The role of non-coding RNAs in determining growth, productivity, and recombinant product quality attributes in Chinese hamster ovary (CHO) cells has received much attention in recent years, exemplified by studies into microRNAs in particular. However, other classes of non-coding RNAs have received less attention. One such class are the non-coding RNAs known collectively as long non-coding RNAs (lncRNAs).
Researchers at the University of Kent have undertaken the first landscape analysis of the lncRNA transcriptome in CHO using a mouse based microarray that also provided for the surveillance of the coding transcriptome. They report on those lncRNAs present in a model host CHO cell line under batch and fed-batch conditions on two different days and relate the expression of different lncRNAs to each other. The researchers demonstrate that the mouse microarray is suitable for the detection and analysis of thousands of CHO lncRNAs and validated a number of these by qRT-PCR. They then further analyzed the data to identify those lncRNAs whose expression changed the most between growth and stationary phases of culture or between batch and fed-batch culture to identify potential lncRNA targets for further functional studies with regard to their role in controlling growth of CHO cells. The researchers discuss the implications for the publication of this rich dataset and how this may be used by the community.

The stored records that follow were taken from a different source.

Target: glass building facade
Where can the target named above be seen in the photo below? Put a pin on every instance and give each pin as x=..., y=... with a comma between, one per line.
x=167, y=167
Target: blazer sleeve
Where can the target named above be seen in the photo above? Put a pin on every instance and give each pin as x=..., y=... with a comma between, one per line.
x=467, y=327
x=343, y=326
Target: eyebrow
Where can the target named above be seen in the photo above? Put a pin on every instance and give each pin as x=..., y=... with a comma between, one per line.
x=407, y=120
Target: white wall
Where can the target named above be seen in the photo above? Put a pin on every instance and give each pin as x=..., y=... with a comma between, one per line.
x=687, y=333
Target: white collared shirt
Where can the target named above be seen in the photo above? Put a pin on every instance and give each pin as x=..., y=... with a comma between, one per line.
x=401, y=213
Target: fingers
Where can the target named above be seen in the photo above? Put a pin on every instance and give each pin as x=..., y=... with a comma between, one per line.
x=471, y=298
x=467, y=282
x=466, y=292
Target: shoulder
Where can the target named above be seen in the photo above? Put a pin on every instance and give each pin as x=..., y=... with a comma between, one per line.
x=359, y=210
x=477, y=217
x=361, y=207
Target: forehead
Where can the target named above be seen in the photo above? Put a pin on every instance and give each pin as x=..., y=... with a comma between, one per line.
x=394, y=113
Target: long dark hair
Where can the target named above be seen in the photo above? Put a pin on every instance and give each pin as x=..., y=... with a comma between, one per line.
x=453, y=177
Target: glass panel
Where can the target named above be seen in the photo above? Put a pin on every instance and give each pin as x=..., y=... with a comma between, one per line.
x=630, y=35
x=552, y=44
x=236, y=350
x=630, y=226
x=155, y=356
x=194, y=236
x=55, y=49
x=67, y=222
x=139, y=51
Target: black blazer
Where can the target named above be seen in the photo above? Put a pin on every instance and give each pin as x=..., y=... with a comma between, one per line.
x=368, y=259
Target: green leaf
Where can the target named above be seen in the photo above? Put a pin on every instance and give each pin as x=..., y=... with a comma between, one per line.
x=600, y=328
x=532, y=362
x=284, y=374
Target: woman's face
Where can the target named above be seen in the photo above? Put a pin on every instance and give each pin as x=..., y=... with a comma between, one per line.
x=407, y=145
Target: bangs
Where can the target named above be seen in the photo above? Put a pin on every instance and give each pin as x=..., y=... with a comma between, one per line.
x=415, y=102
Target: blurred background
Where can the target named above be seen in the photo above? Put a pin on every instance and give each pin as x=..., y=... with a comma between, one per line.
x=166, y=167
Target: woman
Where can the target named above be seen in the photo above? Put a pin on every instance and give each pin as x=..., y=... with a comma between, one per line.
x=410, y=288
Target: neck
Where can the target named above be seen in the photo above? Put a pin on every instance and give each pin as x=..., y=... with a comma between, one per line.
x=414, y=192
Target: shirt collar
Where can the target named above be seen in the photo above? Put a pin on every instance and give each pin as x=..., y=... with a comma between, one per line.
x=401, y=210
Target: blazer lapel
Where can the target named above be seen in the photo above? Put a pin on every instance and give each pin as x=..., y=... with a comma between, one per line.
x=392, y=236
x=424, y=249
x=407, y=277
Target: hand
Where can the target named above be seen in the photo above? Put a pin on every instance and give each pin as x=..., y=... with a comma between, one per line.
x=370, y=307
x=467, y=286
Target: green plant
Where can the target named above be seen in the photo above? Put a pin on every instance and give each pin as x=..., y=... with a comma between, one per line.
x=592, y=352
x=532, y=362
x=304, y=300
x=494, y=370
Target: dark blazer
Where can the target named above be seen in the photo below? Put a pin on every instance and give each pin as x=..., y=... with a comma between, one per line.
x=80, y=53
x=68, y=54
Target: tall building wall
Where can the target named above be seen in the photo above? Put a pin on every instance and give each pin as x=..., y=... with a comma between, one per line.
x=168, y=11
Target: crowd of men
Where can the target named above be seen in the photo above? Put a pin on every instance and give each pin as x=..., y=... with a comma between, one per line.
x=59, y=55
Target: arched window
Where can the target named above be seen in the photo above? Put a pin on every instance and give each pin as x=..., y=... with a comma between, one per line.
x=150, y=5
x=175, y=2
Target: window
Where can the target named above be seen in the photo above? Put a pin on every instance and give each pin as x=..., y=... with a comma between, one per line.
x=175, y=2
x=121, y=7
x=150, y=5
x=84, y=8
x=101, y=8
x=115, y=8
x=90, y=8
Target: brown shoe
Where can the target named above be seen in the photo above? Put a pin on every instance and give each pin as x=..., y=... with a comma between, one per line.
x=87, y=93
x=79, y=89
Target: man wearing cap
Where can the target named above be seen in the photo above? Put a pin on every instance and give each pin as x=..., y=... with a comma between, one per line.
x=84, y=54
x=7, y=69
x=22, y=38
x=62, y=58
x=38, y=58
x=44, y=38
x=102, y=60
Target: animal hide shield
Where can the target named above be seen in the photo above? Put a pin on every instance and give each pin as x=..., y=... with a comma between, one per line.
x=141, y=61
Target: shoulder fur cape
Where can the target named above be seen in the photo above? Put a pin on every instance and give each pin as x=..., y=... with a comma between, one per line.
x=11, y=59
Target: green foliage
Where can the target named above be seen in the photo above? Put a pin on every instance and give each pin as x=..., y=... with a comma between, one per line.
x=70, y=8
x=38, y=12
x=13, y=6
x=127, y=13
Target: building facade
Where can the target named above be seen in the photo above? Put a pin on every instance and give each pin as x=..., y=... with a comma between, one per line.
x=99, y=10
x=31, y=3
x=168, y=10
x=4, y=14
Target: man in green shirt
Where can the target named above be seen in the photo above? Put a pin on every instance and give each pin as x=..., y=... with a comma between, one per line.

Summary of the experimental workflow
Growth and culture viability of a CHO-S cell line in Batch and Fed-batch cultures were measured for 10 days and samples for RNA extraction taken at Day 4 and at Day 7. The samples were analysed on a mouse array containing all the coding and non-coding transcripts stored in the main public databases. The measured intensities were log -normalized and differentially expressed transcripts/genes were filtered for a fold change (FC) ≥ 2 and an FDR ≤ 0.10. A selected group of genes was validated through RT-qPCR (Supplementary Material). Due to the poor annotation of lncRNAs in CHO, the identification of potential targets with a described biological role required the comparison of human and mouse literature and databases, followed by alignment against the Chinese hamster genome, leading to predicted lncRNAs transcripts and previously un-annotated genomic regions (Table 1). At the same time, GO and pathway enrichment was implemented on mRNAs.